Can you see gases with a thermal camera? This concept is commonly referred to as Optical Gas Imaging (OGI) and employs spectral filtering and various sensor optimizations such as cooling the thermal sensor to detect the absorptive and emissive properties of various gas compounds. In the resulting image, escaping gases look like smoke against a contrasting background. Video can be viewed in real time and can be recorded in the camera for tracking, archiving, and reporting. Once again, the Workswell GIS 320 thermal camera is a great option due to its compact size.
How are thermal/infrared drones used for Firefighting? Fire departments have been using handheld thermal imaging cameras for some time now. With thermal drones, crews can get a live stream of structure fires, wildfires, and forest fires from above as they can see through smoke. For wild and forest fires being able to see through smoke to identify the edge of the fire is crucial when planning the attack, not to mention identifying smoldering hot spots that can flare up. For structure fires thermal drones can provide valuable information about roof integrity. Giving ground crews valuable information about burn through rates and fire flow paths. For more information on how fire departments are using infrared drones see our 2017 infographic on firefighting drones.

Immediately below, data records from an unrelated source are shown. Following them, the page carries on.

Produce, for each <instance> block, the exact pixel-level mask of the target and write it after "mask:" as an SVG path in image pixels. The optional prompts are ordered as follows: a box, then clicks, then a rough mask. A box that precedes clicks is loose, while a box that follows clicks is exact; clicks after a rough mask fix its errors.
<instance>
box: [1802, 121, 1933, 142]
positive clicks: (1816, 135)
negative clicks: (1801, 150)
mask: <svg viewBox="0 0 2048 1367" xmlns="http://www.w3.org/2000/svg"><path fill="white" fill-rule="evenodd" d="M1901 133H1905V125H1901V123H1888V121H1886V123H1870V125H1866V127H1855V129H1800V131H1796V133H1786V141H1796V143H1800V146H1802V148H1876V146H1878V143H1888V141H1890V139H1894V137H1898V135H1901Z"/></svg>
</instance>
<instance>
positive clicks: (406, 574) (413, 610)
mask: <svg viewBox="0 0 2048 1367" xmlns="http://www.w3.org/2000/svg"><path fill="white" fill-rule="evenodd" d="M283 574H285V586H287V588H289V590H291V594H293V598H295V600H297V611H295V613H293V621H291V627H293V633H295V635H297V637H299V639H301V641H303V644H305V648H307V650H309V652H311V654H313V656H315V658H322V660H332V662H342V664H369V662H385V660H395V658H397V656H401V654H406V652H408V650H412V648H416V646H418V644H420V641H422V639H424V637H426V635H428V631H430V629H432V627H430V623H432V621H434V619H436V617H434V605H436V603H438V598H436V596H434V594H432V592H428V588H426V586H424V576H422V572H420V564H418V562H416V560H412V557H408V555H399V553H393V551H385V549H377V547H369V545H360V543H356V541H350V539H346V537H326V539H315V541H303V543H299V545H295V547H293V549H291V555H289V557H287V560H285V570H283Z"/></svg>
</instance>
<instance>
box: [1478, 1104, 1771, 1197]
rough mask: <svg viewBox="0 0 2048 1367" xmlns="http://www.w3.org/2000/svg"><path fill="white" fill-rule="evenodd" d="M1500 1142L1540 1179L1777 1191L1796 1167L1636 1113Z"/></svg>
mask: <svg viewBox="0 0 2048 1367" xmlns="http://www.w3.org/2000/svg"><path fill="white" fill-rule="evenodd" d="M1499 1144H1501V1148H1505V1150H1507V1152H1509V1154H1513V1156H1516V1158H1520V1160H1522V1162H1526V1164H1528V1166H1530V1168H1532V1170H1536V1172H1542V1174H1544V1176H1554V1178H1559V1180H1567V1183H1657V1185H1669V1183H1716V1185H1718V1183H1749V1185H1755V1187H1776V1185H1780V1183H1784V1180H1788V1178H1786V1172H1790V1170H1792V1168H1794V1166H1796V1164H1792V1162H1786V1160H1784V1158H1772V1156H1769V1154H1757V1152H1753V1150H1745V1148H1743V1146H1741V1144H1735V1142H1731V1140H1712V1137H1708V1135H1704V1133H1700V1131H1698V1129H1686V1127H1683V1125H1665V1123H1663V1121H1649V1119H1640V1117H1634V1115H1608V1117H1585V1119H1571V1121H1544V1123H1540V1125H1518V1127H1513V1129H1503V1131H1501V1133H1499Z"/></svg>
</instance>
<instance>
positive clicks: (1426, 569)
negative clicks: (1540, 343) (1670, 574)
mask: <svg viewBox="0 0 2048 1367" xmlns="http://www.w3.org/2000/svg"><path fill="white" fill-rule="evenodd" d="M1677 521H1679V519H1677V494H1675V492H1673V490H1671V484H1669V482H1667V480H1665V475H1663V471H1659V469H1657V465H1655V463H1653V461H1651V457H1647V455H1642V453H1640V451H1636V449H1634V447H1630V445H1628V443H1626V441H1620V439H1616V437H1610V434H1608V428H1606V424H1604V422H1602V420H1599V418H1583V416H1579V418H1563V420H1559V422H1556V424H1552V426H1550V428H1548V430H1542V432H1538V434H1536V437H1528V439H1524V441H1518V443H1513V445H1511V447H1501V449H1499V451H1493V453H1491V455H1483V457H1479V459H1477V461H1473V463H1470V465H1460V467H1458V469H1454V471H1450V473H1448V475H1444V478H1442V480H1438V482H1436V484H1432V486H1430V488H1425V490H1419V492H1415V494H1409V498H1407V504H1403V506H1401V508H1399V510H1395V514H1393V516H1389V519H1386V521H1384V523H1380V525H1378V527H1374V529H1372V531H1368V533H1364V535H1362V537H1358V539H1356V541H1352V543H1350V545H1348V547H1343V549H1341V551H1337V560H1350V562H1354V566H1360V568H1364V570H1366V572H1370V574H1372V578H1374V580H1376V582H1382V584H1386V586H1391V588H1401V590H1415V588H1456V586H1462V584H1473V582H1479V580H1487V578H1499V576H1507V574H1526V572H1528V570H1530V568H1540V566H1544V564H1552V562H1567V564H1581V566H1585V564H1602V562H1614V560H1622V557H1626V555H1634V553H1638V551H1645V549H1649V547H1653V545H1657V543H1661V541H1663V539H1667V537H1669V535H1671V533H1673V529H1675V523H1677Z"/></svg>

How can drones be used for roof inspections? Remote aerial sensing technology gives inspection personnel more thorough, frequent, safer, and efficient inspections. Drones equipped with infrared cameras can be used to detect irregularities in insulation and pooling water. With a zoom camera drone, inspectors can visually identify problems without having to be physically there. This means greater efficiency for the inspector while providing better data to the client.
Is the Inspire 2 compatible/work with the DJI Zenmuse XT or XT2? The Inspire 2 is not compatible with the DJI Zenmuse XT or DJI Zenmuse XT2. We here at Dronefly offer a solution to this problem. The FLIR Touch upgrade kit is a self-powered gimbal specifically designed to carry the FLIR Vue Pro. This add on gimbal gives the Inspire 2 the ability to capture thermal data while being able to carry either the DJI Zenmuse X4S or DJI Zenmuse X5S cameras.
This work is licensed under a Creative Commons Attribution-NonCommercial 4.0 International License.